My dad was suffering from some sort of clinical depression and our house was covered with stains, dry hot dog on the counter, vegetables dying in the fridge, and other expired food strewn all around the kitchen. The floor was filthy and even after two hours I still had not  cleaned it enough.

Well, this didn’t go over well and I am pretty sure they administration became concerned about my home life. My dad was called in and Mrs. Merriman,the attendance officer,  along with Mr.Eckland began to take a hard look at my academic profile.

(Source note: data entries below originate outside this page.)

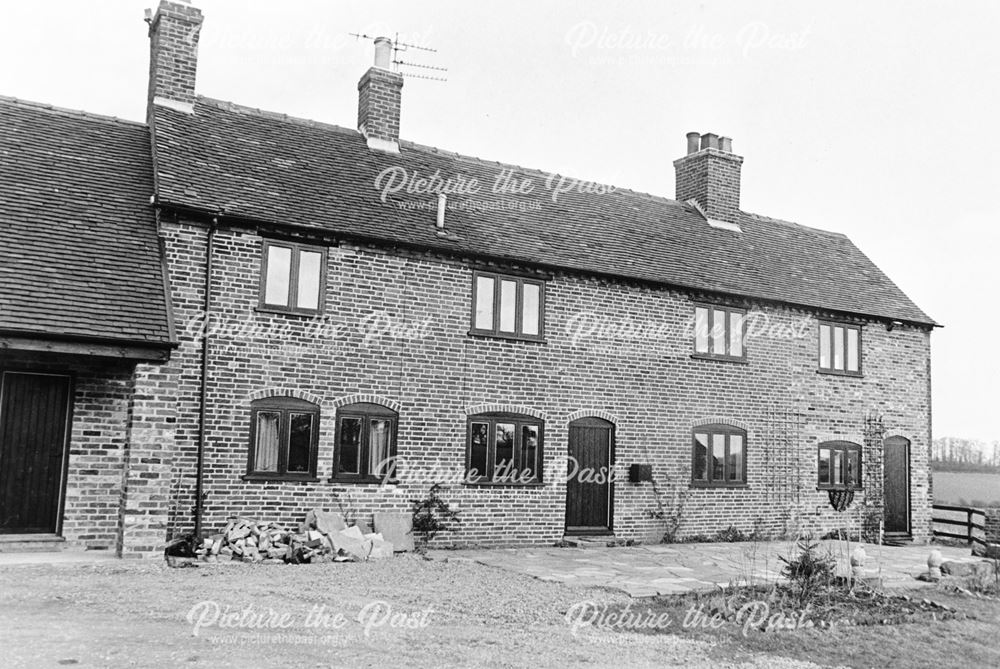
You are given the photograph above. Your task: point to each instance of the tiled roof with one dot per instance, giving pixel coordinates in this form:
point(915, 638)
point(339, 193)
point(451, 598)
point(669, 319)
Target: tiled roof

A meeting was set with my father and me to meet with the two of them. Mrs. Merriman reviewed the facts with my dad that I was not going to graduate next year do to all the D’s and F’s I had in my classes since freshman year.I am sure my father was alarmed because a friend of mine was making fake report cards for me stating that I was receiving all A’s and that my attendance was excellent.

But the jig was up. Mrs. Merriman said I needed to leave Thousand Oaks High School and begin attending Conejo Valley Continuation High School. Now don’t get me wrong. I had plenty of friends at that school but I was honestly scared to attend. I imagined people forcing me to take PCP and classrooms out of control. The school had a reputation for troublemakers and I definitely had earned my spot there, however, I truly thought I was better than that school. It was unimaginable to me to that I would be kicked out of school at all!!!

First, I started brainstorming. I would take the GED. School would no longer be in the way of my social life if I chose that route. But several friends talked me out of taking the test and I was in utter panic.

Mrs. Merriman had put me on a probationary period and I still ditched class so she set up another meeting  where I knew it was over.

The class I had ditched in the first place to clean my kitchen was a child learning class taught by Mrs. Williams. I did not like the teacher and she had no reason to like me. But Mrs. Williams noticed the day before the big meeting that I looked exceptionally distraught and she approached me.

I began to cry and told her the dreaded news. She listened and she said nothing judgmental. I thought this was a waste of my time until she said, “I have a plan.”

And her plan was the hardest undertaking of my life thus far.I was two grades behind in credits and I had only attended school 25 percent of the time.  But she had far more experience than me and  she began to teach me how to negotiate and persuade with concrete ideas and not tears.

I began to be hopeful. The plan was developed around a presentation on poster board showing what classes I would attend, before school and after school to make up the credits.Yet I wondered how I could ever actually accomplish this painstaking plan she and I set forward in order to graduate on time.  I would see the next day if the plan would work or not. My presence at Thousand Oaks High School was wearing thin. Could I convince the administrators and my dad that I found a way to graduate?